A theory of trust, authority and
autonomy in belief
Linda Trinkaus Zagzebski
The current trend in so much that passes for medical ethics is to claim that autonomy trumps everything else. So when deciding on abortion, what matters, according to this view, is "choice." In contrast, we surely ought to believe that truth rather than autonomy is what leads to human flourishing.
The author of this important work argues that a false understanding of autonomy leads to a false understanding of epistemic authority, that is, our human knowledge of reality. The secularist and the Catholic both agree that we ought to act on what we believe. But the secularist adopts the untennable view that any turning away from oneself is a violation of autonomy. Seeking advice is thus unacceptable.

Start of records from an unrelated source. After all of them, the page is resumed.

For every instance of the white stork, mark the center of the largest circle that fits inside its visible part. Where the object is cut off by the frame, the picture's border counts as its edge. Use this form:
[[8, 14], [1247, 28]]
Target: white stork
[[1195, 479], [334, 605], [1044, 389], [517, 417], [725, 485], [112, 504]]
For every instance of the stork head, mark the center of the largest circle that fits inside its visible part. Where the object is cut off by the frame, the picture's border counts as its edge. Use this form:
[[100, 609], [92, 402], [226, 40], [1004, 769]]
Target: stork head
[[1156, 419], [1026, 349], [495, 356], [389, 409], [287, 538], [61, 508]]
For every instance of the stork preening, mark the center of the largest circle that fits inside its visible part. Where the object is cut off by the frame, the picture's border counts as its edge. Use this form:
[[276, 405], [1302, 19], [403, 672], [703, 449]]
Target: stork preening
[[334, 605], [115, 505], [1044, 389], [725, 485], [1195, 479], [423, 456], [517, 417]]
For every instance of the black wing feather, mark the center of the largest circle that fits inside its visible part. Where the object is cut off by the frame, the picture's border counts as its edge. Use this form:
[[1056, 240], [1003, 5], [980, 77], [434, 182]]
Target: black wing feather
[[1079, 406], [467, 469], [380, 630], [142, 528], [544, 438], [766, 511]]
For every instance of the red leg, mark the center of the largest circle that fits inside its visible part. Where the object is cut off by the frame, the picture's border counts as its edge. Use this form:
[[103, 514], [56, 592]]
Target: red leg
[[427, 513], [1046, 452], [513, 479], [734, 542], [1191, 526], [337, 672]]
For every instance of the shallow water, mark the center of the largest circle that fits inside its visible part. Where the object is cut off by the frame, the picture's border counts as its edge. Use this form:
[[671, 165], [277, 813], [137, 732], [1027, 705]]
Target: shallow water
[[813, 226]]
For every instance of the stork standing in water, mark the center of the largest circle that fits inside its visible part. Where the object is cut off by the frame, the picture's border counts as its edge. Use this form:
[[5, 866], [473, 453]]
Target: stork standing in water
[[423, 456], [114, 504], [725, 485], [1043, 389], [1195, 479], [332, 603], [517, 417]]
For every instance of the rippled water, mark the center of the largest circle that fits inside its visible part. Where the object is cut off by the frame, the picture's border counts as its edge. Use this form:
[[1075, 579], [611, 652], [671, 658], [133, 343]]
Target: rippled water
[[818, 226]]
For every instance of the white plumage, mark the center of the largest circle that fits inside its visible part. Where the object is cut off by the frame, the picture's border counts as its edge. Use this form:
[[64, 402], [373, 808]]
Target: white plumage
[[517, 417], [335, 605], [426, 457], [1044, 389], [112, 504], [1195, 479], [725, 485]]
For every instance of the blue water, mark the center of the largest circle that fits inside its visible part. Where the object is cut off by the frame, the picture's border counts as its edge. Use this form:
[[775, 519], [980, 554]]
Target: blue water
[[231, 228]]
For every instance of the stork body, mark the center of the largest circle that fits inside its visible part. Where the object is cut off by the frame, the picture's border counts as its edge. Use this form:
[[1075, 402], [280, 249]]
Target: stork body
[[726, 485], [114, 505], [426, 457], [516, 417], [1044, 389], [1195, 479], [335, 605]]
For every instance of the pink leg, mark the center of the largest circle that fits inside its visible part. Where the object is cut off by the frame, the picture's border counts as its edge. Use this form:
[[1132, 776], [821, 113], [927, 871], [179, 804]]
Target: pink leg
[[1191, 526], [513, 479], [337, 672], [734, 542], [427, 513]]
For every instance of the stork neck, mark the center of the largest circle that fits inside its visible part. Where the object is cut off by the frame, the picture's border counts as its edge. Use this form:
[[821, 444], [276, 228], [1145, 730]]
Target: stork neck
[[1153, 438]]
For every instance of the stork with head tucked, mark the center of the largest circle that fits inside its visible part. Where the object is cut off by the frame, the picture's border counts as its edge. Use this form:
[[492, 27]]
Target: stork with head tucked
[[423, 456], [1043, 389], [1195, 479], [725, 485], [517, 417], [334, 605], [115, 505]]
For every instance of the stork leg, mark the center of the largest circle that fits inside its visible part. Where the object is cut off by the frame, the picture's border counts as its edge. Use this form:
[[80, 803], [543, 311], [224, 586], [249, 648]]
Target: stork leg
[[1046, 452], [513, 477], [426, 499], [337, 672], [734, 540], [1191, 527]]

The author points out that if we hold to epistemic autonomy, then we have to accept that some others will make the right decision better than ourselves. If there is a source that will help us make the right decision, that source is surely a legitimate source of epistemic authority.
The author notes that the epistemic egoist claims to rely on himself alone. But far from liberation, this could lead to selfishness and a rejection of truth. The knowledge of truth is more important than autonomy.
The author notes that there are communities to help us form our conscience and are therefore authorities that demand a right to epistemic obedience. From all this, it follows that obedience to Church teaching does not lead to slavery. Rather it liberates us for it enables us to know the truth. And the truth alone sets us free.